Levels of the Immune Cytokine Interleukin 37 Raised in Endometriosis

A new study published last week in the Reproductive Sciences journal, entitled “Increased Expression of Interleukin 37 in the Eutopic and Ectopic Endometrium of Patients With Ovarian Endometriosis” is giving new insights into the causes and processes involved in this challenging disease. Endometriosis is a very frequent condition affecting as much as 10% of reproductive-age women and is caused when cells from the inner lining of the uterus (endometrium) begin to grow outside the uterus, usually in the pelvic cavity in the abdomen. The inflammation is caused by the detachment of cells from the wrong site during menstruation and is thought to be responsible for its symptoms, usually infertility, pelvic pain, painful menstruation and painful sexual intercourse.

Nevertheless, not only is endometriosis is difficult to diagnose, often requiring surgery for the confirmation of diagnosis, but also its causes and natural history are poorly understood. In this study, a team of researchers from the Peking Union Medical College Hospital, China, has looked into the effects of the immune system in endometriosis from a novel perspective.

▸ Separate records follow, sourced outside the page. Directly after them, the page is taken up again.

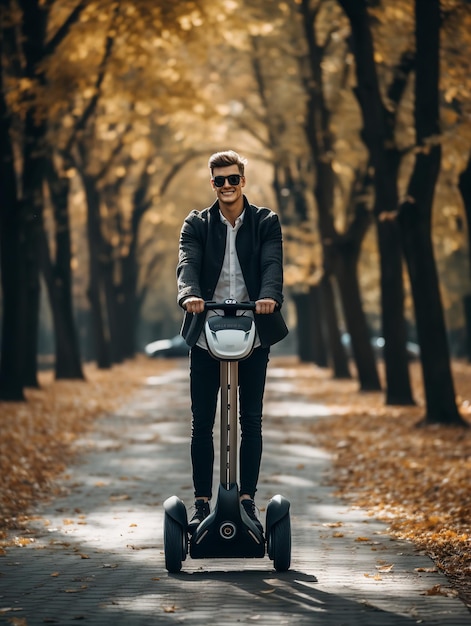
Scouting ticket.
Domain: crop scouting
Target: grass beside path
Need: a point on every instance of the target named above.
(416, 479)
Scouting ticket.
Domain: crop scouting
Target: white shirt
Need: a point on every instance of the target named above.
(231, 282)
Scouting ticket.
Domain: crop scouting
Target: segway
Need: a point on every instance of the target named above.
(228, 532)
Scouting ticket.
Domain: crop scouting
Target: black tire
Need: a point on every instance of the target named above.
(280, 544)
(175, 545)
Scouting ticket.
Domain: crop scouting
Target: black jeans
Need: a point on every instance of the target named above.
(204, 387)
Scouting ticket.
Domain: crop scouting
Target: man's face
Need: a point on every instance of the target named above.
(228, 193)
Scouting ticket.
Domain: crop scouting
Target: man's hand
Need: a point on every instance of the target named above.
(193, 305)
(264, 306)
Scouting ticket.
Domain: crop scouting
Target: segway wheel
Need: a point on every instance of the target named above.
(175, 545)
(279, 544)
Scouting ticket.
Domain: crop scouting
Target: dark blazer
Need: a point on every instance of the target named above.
(260, 252)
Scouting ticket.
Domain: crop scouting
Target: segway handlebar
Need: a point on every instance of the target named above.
(231, 306)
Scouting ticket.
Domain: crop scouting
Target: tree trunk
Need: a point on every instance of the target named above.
(356, 323)
(319, 137)
(378, 133)
(31, 216)
(464, 186)
(96, 294)
(11, 380)
(58, 279)
(415, 221)
(336, 349)
(311, 345)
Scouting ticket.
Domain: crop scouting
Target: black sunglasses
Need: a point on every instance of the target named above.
(234, 179)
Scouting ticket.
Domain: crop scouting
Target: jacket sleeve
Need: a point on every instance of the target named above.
(271, 259)
(190, 255)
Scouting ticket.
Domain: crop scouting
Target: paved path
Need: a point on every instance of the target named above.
(96, 554)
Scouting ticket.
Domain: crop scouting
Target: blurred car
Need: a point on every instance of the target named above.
(377, 343)
(167, 348)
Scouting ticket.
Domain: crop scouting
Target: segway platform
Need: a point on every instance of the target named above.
(228, 532)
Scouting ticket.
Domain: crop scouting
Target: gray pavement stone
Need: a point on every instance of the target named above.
(96, 552)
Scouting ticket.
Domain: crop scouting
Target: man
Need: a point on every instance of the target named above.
(230, 250)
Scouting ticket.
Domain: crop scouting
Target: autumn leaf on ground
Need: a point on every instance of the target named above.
(385, 568)
(438, 590)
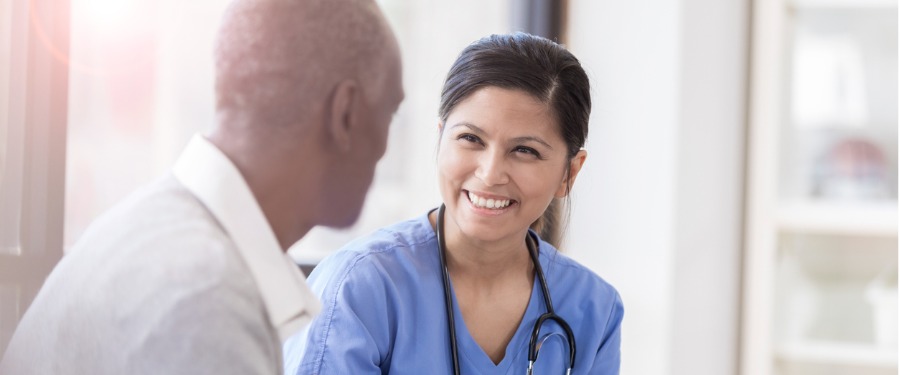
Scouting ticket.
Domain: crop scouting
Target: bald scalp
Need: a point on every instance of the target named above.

Specifically, the study led by Dr. Jian-Fa Jiang investigated the differential expression of the interleukin (IL) 37 cytokine, a protein of a group of hormone-like substances that alters the function of the immune system when released. Contrary to most interleukin proteins that activate the immune system, IL-37 main function is to inhibit the immune system (i.e., anti-inflammatory effects) and its concentration is usually raised in various autoimmune and inflammatory diseases in an effort to control the hyper-activated immune system.

The scientists studied the expression of IL-37 in endometrium and endometriosis samples in affected patients (24 individuals) and compared them to endometrium from healthy women (15 individuals). They found that the IL-37 gene was highly expressed and that IL-37 levels were high in both samples from endometriosis patients when compared to women without endometriosis.

As the authors state in their report, “this study detected IL-37 mRNA and protein expression in the endometrium of women with ovarian endometriosis. (…) These results show that increased expression of IL-37 might be involved in the inflammatory process of endometriomas”.

A deep knowledge of the relationship between all these immune signals might be the key for novel therapeutic approaches in endometriosis.